Additional Information
BISAC Categories:
- Photography | Subjects & Themes - Regional (see Also Travel - Pictorials)
- Photography | Subjects & Themes - Architectural & Industrial
- Architecture | Buildings - Public, Commercial & Industrial
Dewey: 779.474
LCCN: 98005701
Physical Information: 0.59" H x 11" W x 8.78" (1.49 lbs) 112 pages
 
Descriptions, Reviews, Etc.
Publisher Description:

Invisible New York is a photographic exploration of the hidden and often abandoned infrastructure of New York City. Inaccessible and unknown to most New Yorkers, the structures and machinery captured in Stanley Greenberg's luminous black-and-white prints deliver the essential services that a city's inhabitants usually take for granted. Many of these vast and imposing facilities have in recent decades been neglected or fallen into disuse. Others remain intact and in continuous use. Greenberg's dark and poetic images document how a city works, its technological evolution since the 19th century, and the toll that deterioration and years of deferred maintenance can take on the soul of a city.
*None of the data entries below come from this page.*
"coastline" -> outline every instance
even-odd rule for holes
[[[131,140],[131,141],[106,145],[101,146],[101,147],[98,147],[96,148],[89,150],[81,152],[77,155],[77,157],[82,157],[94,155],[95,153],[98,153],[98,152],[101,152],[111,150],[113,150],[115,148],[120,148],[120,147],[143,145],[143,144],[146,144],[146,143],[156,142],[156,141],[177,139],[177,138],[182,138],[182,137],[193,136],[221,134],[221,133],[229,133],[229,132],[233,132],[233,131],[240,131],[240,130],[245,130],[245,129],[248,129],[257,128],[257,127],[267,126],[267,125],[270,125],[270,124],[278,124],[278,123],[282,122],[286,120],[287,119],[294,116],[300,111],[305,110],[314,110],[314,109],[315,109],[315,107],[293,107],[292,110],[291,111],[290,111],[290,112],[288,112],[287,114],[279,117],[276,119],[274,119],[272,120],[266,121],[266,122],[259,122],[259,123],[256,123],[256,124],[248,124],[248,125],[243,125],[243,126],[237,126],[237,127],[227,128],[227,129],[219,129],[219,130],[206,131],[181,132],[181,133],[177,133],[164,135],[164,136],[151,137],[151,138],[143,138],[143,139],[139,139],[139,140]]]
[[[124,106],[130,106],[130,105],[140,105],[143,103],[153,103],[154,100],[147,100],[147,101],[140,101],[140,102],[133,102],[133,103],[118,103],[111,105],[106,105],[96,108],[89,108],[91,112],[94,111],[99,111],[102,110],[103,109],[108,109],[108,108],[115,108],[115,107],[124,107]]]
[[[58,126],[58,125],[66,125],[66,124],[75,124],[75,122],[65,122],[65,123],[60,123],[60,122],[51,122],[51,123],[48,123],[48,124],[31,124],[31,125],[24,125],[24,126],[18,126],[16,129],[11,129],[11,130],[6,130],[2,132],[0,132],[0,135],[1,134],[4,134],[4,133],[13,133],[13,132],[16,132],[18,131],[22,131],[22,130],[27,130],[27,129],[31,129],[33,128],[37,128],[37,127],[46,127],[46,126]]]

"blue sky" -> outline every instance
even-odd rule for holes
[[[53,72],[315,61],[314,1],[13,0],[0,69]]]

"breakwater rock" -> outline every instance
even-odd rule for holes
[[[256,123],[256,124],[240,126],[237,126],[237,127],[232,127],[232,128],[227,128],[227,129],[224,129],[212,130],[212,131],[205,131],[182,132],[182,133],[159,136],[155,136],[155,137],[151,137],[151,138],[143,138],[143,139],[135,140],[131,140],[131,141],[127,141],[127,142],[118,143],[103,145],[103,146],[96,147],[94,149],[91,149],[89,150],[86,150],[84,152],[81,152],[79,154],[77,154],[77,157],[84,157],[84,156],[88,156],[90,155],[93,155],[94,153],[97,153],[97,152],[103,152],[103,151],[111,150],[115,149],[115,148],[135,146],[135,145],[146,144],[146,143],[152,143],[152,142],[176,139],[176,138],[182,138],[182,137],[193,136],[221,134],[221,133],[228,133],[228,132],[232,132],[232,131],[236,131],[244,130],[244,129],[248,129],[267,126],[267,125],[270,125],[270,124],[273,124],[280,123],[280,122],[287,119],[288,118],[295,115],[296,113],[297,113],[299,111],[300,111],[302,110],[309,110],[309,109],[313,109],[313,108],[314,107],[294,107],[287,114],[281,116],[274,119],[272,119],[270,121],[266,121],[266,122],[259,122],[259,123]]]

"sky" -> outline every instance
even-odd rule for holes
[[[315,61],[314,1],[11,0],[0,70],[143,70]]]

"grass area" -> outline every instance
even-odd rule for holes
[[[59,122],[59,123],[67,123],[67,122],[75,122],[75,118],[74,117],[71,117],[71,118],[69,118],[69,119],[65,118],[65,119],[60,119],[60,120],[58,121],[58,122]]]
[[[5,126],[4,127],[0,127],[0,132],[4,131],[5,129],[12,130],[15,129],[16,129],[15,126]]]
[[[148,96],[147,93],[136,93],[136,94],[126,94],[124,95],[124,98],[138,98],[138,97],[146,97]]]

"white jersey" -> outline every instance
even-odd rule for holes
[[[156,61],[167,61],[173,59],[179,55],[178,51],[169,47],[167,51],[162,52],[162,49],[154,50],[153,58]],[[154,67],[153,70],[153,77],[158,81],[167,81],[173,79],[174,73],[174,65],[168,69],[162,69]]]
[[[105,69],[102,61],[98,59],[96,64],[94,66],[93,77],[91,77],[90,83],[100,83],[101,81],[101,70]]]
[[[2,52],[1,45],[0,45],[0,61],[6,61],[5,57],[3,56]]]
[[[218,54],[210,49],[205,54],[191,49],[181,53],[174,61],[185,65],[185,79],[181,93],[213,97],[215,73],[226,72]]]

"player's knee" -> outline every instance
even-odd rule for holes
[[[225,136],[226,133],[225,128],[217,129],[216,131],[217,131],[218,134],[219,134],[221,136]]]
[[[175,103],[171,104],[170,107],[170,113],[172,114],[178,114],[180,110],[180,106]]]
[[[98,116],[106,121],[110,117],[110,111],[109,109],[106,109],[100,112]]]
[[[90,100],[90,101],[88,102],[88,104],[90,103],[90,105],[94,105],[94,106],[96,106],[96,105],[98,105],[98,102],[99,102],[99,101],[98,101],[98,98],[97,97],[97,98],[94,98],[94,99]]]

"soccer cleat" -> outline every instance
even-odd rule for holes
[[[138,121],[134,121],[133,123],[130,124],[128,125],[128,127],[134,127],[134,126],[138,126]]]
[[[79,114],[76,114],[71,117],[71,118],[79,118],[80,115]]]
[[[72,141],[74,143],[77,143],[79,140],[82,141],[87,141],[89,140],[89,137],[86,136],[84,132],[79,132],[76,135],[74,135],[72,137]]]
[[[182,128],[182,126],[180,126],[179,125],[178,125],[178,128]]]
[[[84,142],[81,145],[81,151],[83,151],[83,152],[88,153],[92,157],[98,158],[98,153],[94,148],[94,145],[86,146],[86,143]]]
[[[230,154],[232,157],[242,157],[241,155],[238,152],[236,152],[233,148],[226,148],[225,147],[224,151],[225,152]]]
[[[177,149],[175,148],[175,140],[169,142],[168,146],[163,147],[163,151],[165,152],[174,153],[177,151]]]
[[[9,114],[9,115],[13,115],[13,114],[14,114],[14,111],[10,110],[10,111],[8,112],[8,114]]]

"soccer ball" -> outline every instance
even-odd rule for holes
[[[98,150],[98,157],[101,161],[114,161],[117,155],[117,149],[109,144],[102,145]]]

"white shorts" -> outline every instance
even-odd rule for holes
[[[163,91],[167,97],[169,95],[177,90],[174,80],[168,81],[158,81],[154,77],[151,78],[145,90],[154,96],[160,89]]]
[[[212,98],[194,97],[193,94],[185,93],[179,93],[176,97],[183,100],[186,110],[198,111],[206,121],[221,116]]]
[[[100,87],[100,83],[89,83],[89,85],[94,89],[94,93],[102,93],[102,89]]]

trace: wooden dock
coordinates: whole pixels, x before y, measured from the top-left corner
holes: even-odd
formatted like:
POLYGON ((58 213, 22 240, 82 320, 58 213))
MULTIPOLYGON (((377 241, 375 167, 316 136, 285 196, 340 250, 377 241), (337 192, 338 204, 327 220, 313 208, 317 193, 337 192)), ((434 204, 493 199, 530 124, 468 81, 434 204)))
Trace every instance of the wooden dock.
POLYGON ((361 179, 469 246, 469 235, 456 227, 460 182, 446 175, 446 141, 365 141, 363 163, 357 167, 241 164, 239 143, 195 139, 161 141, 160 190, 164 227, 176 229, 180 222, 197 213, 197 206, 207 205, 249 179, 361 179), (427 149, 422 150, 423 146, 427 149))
With a 4 x 5 monorail view camera and using only available light, Greenberg photographed sites in all five of New York's boroughs, many now permanently sealed in the interests of national security. Among the invisible places recorded are the massive valve chambers in the water tunnels 300 feet underground and other features of New York's extraordinary water system; the anchorages of the Brooklyn, Manhattan, and Verrazano Narrows bridges; the dry dock at the Brooklyn Navy Yard; the derelict power station at Floyd Bennett Field; the elegant, turn-of-the-century steam turbine in Brooklyn's Pratt Institute; crumbling ruins on Ellis Island and Roosevelt Island; hidden sections of Grand Central Station and the Cathedral Church of St. John the Divine; the West Side rail yards in Manhattan; the secret Nike missile silos in the Bronx; one of the last remaining manual switch rooms in the New York subway system; the faded grandeur of the City Hall Subway Station, its bronze chandeliers and leaded glass ceilings still largely undamaged; and the vast Brooklyn Army Terminal, once the world's largest warehouse.

Greenberg's photographs of this hidden city uncover long-forgotten engineering feats, magnificent examples of skilled craftsmanship, and fascinating clues about New York's industrial past, as well as reveal the increasing aesthetic apathy of today's builders. His images chronicle both the beauty and the banal necessity of this rich legacy, threatened by public ignorance and bureaucratic indifference. Invisible New York offers a unique perspective on one of the world's great cities and alerts us to the hidden sites and essential facilities found in all cities which are slowly and secretly decaying or disappearing.